Mike Cook

Personal information
- Full name: Michael John Cook
- Date of birth: 18 October 1968 (age 56)
- Place of birth: Stroud, England
- Height: 5 ft 11 in (1.80 m)
- Position(s): Midfielder

Youth career
- Wolverhampton Wanderers
- 000?–1985: Coventry City

Senior career*
- Years: Team / Apps / (Gls)
- 1985–1989: Coventry City / 0 / (0)
- 1987: → York City (loan) / 6 / (1)
- 1989–1991: Cambridge United / 17 / (1)
- 1990: → York City (loan) / 6 / (0)
- 1990–1991: Wycombe Wanderers / ? / (?)
- 1993–1994: Corby Town / ? / (?)
- 2001–2003: Gloucester City / 12 / (0)

Managerial career
- 2004–2006: Cinderford Town
- 2019: Gloucester City
- 2020–2022: Chippenham Town
- 2023: Swindon Town Women
- 2023–2025: Gloucester City

= Mike Cook (footballer) =

English professional footballer

Michael John Cook (born 18 October 1968) is an English manager and former professional footballer.

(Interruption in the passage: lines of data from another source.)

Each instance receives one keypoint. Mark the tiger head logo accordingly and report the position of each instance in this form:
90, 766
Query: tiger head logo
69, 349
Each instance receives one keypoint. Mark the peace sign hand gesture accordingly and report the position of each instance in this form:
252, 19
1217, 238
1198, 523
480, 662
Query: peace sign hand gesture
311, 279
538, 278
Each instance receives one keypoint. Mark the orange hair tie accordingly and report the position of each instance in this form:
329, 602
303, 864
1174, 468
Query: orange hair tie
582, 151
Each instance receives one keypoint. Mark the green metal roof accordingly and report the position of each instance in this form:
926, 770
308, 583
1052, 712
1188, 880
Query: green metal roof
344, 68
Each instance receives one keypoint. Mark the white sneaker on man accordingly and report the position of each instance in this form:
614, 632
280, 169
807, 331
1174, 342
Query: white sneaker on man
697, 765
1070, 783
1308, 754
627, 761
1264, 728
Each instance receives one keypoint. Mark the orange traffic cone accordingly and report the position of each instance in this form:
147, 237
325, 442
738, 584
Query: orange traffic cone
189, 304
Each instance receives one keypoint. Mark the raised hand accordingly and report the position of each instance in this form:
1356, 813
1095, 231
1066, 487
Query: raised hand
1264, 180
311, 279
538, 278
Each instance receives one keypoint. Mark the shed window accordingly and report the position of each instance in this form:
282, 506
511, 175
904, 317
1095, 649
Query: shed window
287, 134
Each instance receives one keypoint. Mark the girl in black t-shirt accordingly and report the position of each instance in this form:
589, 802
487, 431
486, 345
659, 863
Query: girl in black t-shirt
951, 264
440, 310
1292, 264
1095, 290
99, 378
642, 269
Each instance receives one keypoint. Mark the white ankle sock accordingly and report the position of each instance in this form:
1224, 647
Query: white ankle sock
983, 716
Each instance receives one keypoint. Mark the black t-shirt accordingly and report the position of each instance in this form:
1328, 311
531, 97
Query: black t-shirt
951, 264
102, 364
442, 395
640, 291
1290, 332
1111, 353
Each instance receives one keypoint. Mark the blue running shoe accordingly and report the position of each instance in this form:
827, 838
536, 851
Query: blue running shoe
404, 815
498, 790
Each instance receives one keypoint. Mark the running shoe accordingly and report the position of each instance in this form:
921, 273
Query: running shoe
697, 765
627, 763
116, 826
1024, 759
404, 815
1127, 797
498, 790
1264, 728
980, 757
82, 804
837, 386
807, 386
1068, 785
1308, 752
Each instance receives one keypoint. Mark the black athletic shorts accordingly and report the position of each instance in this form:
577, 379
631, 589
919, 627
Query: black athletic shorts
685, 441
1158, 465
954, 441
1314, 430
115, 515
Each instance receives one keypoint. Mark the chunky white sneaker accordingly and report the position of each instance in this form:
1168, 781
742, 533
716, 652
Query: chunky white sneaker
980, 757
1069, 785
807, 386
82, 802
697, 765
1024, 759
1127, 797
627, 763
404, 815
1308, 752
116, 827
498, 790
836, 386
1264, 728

In his playing career, Cook played in the Football League as a midfielder for York City and Cambridge United, after starting his career with an FA Youth Cup win with Coventry City

In December 2019 he appeared in court on allegations of dangerous driving. He pleaded guilty to careless driving in February 2020 and was banned from driving due to the number of points he had accrued.

==Career==
Born in Stroud, Gloucestershire, Cook started his career in the youth team at Coventry City where he won an FA Youth Cup medal. After a brief spell on loan to York City he signed for Cambridge United on a free transfer in 1989.

Cook's career at the Abbey Stadium was blighted by injury; he made only 17 appearances in two seasons. His one goal for the club was a vital one however, scoring at Aldershot to help cement a play-off place at the end of the 1989–90 season. He was also a substitute at Wembley Stadium for the 1–0 win over Chesterfield in the final.

After another loan spell at York City, a spinal injury forced Cook's retirement from the professional game at the age of 22. He had spells in non-League football with Wycombe Wanderers, Corby Town, Cambridge City, and many other clubs, and worked for Cambridge United as Football in the Community officer. Cook took up a similar post at Cheltenham Town in 1999, alongside spells as assistant manager of Gloucester City and, from September 2004, as manager of Cinderford Town. After ten years with Cheltenham, Cook joined the staff of the Professional Footballers' Association in July 2009 as a regional coach educator.

On 8 January 2019 Cook became the manager of Gloucester City, replacing Chris Todd as manager. He was sacked from this role in November 2019.

In January 2020, Cook was appointed interim manager of Chippenham Town until the end of the season before being given the job on a permanent basis following a successful interim spell in March 2020 following the early curtailment of the season. Cook left the club by mutual consent on 9 April 2022.

On 19 September 2023, Cook returned as manager of Gloucester City, being appointed after the departure of previous manager Tim Flowers.

On 8 May 2025, Cook departed the club.